Apuntó que luego de la confesión, Maximiliano no quiso denunciar enseguida. "Fue por vergüenza, porque es varón. Yo empecé a gritar. Mi hija también se metió. Decidimos hacer la denuncia. Él era menor y nosotros como padres, con mi marido, lo decidimos. Respondimos por él".

INTENTOS DE SUICIDIO

Luego del abuso la vida de Maxi y toda su familia no fue la misma, el joven tuvo varios intentos de suicidio . "Había noches que no dormía. Había dejado de ir a trabajar. A veces se venía a la casa porque se sentía mal. Se había querido matar en el baño de su lugar de trabajo. Su jefe lo encontró justo. Dios no quiso que haga nada", resaltó.

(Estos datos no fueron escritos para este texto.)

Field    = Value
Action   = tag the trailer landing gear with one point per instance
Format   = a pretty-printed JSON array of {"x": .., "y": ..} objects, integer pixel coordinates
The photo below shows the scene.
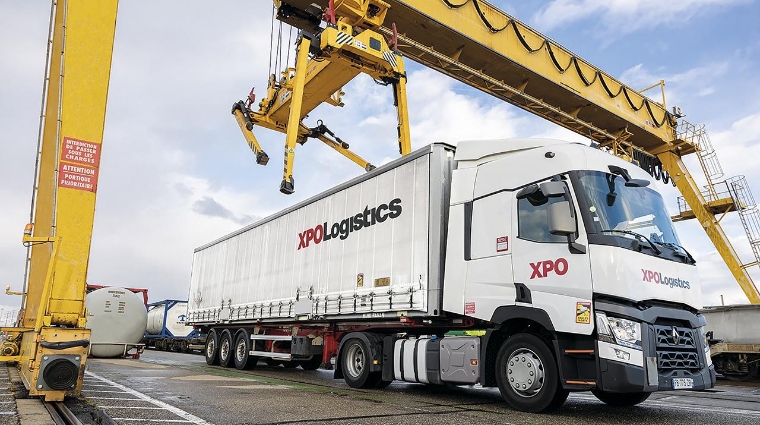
[{"x": 211, "y": 352}]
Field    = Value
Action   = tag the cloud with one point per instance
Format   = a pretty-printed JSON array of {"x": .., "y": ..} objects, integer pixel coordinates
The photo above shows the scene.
[
  {"x": 210, "y": 207},
  {"x": 624, "y": 16}
]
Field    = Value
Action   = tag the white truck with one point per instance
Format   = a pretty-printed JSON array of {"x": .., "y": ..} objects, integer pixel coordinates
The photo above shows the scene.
[{"x": 558, "y": 251}]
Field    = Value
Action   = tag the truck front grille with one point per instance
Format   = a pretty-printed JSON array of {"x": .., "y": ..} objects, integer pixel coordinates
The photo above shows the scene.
[
  {"x": 676, "y": 348},
  {"x": 669, "y": 360},
  {"x": 675, "y": 337}
]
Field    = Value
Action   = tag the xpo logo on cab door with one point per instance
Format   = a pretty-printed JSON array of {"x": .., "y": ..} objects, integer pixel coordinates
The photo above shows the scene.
[{"x": 543, "y": 268}]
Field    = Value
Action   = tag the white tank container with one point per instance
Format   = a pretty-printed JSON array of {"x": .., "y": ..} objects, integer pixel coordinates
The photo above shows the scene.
[
  {"x": 116, "y": 317},
  {"x": 736, "y": 324},
  {"x": 175, "y": 319}
]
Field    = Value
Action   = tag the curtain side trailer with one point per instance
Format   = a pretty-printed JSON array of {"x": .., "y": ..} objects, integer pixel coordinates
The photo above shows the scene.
[{"x": 535, "y": 265}]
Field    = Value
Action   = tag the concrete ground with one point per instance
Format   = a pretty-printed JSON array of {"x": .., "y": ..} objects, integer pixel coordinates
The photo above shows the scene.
[{"x": 180, "y": 388}]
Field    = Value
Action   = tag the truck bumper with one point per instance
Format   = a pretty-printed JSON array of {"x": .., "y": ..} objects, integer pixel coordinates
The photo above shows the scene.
[
  {"x": 625, "y": 378},
  {"x": 671, "y": 349}
]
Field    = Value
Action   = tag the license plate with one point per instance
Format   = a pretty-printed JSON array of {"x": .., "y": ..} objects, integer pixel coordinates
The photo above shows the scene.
[{"x": 683, "y": 383}]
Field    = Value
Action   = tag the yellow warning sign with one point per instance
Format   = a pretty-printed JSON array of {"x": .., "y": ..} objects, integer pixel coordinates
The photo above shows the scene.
[{"x": 583, "y": 313}]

Aseveró también que "en las noches de bronca se quedaba despierto hasta tarde, se cortaba. Pasamos muchas cosas feas para poder sacarlo adelante. Decía que no quería vivir más. Cómo voy a salir a la calle que me conocen todos. Me van a señalar. Dejó la escuela. No quiso seguir. Dejó de boxear. De vez en cuando le salían peleas y no las quería hacer. Hasta que llegó su hijita de 3 años que le da un motivo para vivir. Fue muy feo todo", recordó.

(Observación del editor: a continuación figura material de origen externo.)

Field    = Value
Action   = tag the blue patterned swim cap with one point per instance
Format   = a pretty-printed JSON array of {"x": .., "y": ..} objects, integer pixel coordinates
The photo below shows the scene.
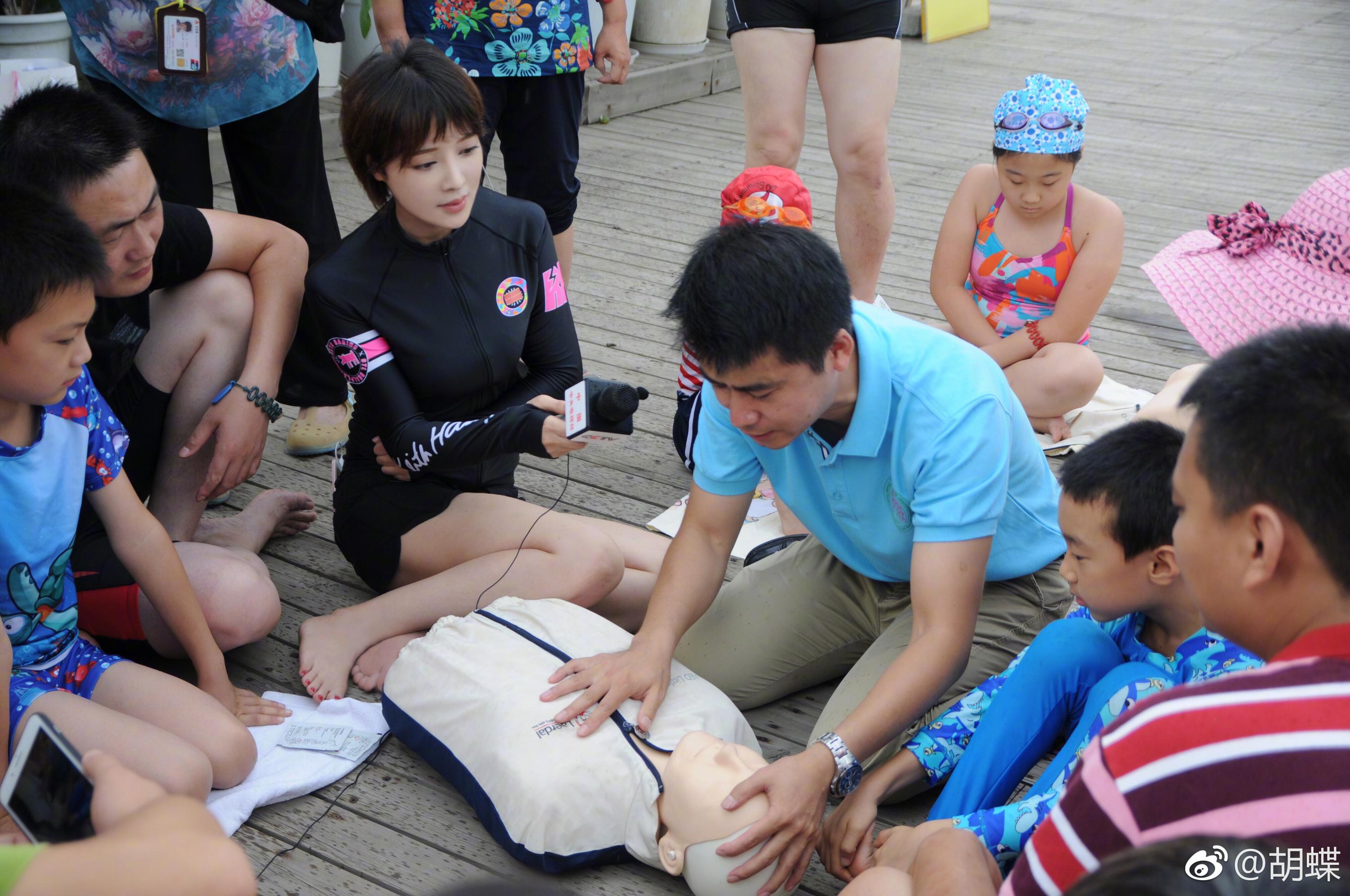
[{"x": 1040, "y": 96}]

Sobre su vida actual, la mujer aseguró: "Ahora le cuesta retornar en boxeo. Los entrenadores le buscan peleas, pero le cuesta mucho integrarse de nuevo. Con quienes se juntaba a comer asados no lo hace más. La mamá de su hija es Ivana, se quedó embarazada después del hecho. Habrá sido 3 o 4 meses después".

AGRESIONES

Alvarado denunció ante el Tribunal que en la actualidad sigue siendo la familia agredida verbalmente por familiares de los imputados. Dijo que se escudan en cuentas anónimas en las redes sociales. "Más allá de que el entorno lo trató bien, recibimos cosas feas por parte de familiares de policías que se tomaron el tiempo para escrachar a mi hijo diciendo que es gay, que ya llevaba esa tendencia, que se entregó por droga. Aún hoy nos difaman por Facebook. Se esconden en cuentas truchas. Era para reafirmar su identidad. Mi nietita le dio sentido a su vida. Su hija lo motiva para seguir luchando", reiteró.

Para finalizar, Estela apuntó: "Nunca quise perjudicar a la policía. Jamás tuve problemas. Tengo familiares policías. Lo que le hicieron a mi hijo quiero que lo paguen. Que se haga justicia", concluyó.

El juicio continuará con la rueda de testigos y una vez culminada esa instancia, pasarán al ofrecimiento de otras pruebas y de esa forma, el juicio llegará a su fin. Cabe señalar que es el segundo juicio por el mismo caso.